La cooperación entre EE UU y China es indispensable para resolver los grandes desafíos globales, desde el riesgo latente de un holocausto nuclear hasta el cambio climático, pasando por el terrorismo internacional, la proliferación de armas de destrucción masiva o las pandemias. La competición es ineludible en el comercio, la tecnología, el espacio, el deporte olímpico, o en muchos otros ámbitos. Para que discurra adecuadamente, las dos potencias deben consensuar las reglas del juego, en vez de que cada una intente imponer las suyas a la otra. Identificar cauces multilaterales que permitan renovar la OMC y la OMS es particularmente urgente. También lo es fijar normas para el ciberespacio que prevengan operaciones masivas de piratería electrónica como la descubierta hace escasas semanas en EE UU, y que parece haber sido obra de Rusia.

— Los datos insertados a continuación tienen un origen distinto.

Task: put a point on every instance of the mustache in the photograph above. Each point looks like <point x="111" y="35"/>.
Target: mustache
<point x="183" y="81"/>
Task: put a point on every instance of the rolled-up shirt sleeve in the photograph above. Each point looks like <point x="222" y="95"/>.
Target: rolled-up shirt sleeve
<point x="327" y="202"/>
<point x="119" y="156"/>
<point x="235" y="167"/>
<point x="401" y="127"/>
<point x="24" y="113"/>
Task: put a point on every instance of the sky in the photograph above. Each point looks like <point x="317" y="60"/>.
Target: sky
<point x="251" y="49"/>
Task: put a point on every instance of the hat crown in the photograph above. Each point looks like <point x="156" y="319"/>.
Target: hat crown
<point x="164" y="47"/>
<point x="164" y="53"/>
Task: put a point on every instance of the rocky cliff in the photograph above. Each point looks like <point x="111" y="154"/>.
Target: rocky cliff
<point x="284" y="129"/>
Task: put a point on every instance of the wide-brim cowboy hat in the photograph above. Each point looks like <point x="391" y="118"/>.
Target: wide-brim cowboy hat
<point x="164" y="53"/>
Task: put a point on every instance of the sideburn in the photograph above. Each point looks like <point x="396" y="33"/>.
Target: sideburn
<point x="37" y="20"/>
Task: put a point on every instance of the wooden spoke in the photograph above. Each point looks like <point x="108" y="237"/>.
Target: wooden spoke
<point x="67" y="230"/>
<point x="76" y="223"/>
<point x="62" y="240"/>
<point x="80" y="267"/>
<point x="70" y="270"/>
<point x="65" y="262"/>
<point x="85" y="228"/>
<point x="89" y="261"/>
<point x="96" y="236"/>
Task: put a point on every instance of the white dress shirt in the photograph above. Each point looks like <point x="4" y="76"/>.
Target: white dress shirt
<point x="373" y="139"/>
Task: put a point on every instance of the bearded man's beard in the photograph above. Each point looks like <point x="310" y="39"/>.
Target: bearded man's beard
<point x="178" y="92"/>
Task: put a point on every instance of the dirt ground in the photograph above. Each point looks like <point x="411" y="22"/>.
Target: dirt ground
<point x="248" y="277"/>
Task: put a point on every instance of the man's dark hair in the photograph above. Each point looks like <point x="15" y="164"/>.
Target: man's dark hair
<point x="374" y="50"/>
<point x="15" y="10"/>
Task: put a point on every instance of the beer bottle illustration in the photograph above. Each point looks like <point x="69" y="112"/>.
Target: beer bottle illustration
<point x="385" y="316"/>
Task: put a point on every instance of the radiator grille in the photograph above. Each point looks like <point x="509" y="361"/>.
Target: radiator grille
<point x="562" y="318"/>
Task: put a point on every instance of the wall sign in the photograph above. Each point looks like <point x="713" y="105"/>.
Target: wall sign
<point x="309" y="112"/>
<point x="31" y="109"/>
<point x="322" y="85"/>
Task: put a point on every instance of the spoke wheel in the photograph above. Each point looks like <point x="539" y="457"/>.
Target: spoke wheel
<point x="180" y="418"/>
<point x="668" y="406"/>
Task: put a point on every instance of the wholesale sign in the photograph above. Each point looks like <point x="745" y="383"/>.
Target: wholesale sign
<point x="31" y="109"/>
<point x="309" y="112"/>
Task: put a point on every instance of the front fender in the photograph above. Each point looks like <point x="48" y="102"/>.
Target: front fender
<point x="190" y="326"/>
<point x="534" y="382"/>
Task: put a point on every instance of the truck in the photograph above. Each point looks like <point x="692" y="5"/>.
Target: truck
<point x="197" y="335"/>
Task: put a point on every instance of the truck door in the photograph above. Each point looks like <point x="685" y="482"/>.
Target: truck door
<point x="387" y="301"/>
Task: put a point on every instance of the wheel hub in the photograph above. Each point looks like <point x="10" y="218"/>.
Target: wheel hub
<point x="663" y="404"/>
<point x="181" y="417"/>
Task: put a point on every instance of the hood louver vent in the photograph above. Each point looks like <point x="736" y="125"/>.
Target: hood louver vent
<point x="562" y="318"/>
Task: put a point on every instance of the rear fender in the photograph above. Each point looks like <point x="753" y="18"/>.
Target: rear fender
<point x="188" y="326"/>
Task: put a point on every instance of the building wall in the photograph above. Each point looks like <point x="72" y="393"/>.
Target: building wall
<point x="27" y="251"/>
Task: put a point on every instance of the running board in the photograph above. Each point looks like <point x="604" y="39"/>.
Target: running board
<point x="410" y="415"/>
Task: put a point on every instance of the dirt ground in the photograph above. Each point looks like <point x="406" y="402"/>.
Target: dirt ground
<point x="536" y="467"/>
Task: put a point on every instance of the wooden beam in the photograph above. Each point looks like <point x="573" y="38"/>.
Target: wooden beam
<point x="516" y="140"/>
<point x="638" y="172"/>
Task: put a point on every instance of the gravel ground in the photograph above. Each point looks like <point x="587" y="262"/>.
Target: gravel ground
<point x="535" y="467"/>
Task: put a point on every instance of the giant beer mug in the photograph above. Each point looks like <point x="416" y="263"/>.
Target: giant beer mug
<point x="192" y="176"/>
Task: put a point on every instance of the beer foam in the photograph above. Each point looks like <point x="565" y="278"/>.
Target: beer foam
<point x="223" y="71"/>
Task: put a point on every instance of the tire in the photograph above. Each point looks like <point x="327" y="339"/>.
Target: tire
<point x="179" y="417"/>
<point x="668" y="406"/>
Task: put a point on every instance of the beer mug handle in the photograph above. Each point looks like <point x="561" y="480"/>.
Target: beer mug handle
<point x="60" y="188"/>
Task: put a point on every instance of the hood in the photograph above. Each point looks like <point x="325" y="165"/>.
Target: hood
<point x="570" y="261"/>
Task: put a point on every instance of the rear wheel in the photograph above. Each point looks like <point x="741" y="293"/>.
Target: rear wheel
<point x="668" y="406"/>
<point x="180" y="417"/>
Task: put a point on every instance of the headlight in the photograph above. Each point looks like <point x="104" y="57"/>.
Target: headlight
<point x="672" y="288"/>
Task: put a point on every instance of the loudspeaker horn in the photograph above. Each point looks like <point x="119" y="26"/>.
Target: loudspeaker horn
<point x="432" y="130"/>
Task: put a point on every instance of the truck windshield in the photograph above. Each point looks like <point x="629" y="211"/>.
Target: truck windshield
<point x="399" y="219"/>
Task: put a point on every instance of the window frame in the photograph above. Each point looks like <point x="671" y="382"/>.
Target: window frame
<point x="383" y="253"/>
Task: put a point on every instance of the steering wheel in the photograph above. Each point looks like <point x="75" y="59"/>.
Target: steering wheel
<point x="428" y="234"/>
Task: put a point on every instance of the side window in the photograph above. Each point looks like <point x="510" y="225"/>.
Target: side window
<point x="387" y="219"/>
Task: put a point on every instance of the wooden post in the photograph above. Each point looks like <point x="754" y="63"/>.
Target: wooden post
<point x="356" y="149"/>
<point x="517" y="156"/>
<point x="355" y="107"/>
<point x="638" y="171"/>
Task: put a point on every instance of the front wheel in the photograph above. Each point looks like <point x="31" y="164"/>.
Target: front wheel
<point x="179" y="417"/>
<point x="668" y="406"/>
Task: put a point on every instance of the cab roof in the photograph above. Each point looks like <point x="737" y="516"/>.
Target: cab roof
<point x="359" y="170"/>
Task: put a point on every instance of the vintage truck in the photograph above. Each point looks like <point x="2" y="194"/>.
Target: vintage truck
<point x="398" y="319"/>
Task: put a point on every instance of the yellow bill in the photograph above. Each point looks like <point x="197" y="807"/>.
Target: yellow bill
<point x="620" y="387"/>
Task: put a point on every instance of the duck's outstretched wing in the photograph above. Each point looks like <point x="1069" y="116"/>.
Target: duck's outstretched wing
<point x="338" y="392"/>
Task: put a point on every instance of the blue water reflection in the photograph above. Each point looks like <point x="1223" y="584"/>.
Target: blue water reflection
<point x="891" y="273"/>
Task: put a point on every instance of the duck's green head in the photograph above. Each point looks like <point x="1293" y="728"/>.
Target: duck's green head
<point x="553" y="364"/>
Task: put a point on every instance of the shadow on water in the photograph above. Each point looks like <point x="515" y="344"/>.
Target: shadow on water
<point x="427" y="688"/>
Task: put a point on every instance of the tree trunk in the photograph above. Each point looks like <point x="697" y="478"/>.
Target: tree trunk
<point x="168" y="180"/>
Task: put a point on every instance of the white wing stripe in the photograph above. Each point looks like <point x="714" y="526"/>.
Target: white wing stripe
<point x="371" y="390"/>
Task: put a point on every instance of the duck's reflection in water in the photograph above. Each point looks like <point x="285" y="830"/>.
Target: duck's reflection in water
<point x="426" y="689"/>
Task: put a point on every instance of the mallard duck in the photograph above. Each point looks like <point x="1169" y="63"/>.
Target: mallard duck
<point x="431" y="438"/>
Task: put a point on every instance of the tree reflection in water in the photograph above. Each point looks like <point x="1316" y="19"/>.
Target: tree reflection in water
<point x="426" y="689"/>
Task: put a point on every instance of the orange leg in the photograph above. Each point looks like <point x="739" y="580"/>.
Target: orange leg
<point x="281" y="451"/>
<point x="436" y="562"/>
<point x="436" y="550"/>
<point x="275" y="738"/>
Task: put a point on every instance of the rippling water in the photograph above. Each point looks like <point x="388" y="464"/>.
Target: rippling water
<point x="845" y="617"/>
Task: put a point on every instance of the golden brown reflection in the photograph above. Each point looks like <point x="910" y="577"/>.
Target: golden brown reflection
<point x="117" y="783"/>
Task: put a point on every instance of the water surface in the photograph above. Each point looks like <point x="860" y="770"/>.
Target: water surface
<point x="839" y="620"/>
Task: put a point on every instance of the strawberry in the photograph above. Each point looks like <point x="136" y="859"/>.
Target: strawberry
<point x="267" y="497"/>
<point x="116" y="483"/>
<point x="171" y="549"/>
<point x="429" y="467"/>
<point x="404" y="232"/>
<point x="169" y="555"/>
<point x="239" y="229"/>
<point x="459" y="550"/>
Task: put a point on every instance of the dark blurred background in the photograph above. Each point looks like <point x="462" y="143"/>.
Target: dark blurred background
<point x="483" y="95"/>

Una relación construida sobre la cooperación y la competición ha de excluir la confrontación abierta iniciada por Donald Trump y sus halcones. Caricaturizando a China como amenaza existencial, la Administración Trump inició una verdadera guerra arancelaria y tecnológica contra el gigante asiático. Inevitablemente, China devolvió golpe por golpe. En una carta abierta publicada en 2019, 100 de las mejores cabezas en materia de política exterior y de seguridad estadounidense advirtieron de los peligros de esta deriva, afirmando rotundamente que “China no es un enemigo”. Tratándola como tal se destruye la confianza estratégica y se la termina convirtiendo en uno. Como advierten Jake Sullivan (consejero de Seguridad Nacional de Biden) y Kurt Campbell (designado coordinador de la Casa Blanca para el Indopacífico), este círculo vicioso bien pudiera conducir a la catástrofe.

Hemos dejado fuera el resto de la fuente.